It's a Madhouse! A Madhouse!

It's a Madhouse! A Madhouse! - April 27, 2014

State Representative David Perryman

“This is Commander Taylor, Astronaut. He lands in a world where Apes are the rulers and Man the beast. Now he is caged, tortured, risks mutilation. Because no human can remain human on the Planet of the Apes.”

So says the tagline for the 1968 screenplay starring Charlton Heston.

During an early scene in the movie, Heston’s character, George Taylor, who has been jailed, disturbs his guard, Julius, an ape who has been working on a crossword puzzle.

Julius, angered because his concentration has been broken, grabs a fire hose and aims the high pressure water stream at Taylor causing him to scream in pain, “IT’S A MADHOUSE! A MADHOUSE!”

While there are no apes at the Oklahoma State Capitol, there is little evidence that reason or logic carry any weight toward a legislative agenda.  According to the Associated Press, “Oklahoma’s oil patch is booming, its capital city is thriving and the unemployment rate is falling through the floor, testifying to the state’s roaring recovery from the recession.”

Unfortunately, while the state is joining the rest of the nation in recovering from severe recession, Oklahoma’s recovery is different.

This session alone, tax breaks, tax cuts and tax credits have been handed out like cotton candy.

According to the state budget office, in 2007, 55% of state revenue went into the General Revenue Fund.  Today, that percentage has dropped by 20%.  As a result, funding for education, public safety, corrections and programs that benefit children have been slashed.

Oklahoma’s schools have suffered deeper cuts over the past six years than the educational systems of any other state.

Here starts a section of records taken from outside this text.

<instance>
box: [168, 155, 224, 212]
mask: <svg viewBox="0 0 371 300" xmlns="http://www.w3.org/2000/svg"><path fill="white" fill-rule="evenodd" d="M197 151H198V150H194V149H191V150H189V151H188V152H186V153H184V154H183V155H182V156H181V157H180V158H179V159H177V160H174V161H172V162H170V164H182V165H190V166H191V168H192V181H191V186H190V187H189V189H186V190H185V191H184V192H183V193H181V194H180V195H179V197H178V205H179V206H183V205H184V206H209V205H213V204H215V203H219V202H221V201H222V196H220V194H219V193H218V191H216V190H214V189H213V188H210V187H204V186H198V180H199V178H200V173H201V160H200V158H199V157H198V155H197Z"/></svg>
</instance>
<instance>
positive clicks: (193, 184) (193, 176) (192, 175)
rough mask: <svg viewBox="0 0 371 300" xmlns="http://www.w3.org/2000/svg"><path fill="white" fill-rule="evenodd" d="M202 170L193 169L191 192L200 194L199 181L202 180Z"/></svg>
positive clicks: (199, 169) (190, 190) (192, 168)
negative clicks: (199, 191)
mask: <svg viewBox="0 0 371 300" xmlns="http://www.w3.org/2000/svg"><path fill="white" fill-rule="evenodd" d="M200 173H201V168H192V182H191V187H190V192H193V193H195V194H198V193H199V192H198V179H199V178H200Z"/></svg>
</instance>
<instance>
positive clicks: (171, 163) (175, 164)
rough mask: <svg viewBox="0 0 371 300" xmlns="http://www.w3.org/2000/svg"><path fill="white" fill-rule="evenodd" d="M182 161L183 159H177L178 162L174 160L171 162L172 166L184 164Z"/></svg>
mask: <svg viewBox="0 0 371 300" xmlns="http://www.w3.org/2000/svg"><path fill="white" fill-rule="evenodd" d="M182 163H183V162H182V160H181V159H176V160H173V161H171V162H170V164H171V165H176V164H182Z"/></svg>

Instead of properly funding education, Oklahoma has, according to State Auditor and Inspector Gary Jones, made too many promises of tax breaks.  Auditor Jones says that estimate corporate tax revenue numbers continue to drop.

In June 2013 the estimated corporate tax revenue was $481 Million.  That number was revised in December to $375 Million and as of February 2014 the estimates have decreased another $68 Million to only $307 Million with no revenue in sight to fill the $174 Million hole.

Governor Fallin said this week that the estimates came from a single economist and she believes that more than one economist needs to be making those predictions.  Unfortunately, the clock cannot be turned back.

Oklahoma’s grade for long range planning and budgetary foresight ranks near the bottom when compared to other states.  Nowhere is that lack of planning more evident than the Oklahoma Legislature’s antics this session.  To fill a budget hole and address the needs of the state’s core functions, a bill has been sent to the Governor cutting income tax.

It would seem logical that if Oklahoma has enough excess funds to cut taxes, it shouldn’t have to borrow money to repair the capitol building!

In Planet of the Apes, Charlton Heston’s character has a line that says, “Well, at least they haven’t tried to bite us.” I wish that we could say that about those who inhabit the hallowed walls at 23rd and Lincoln in Oklahoma City.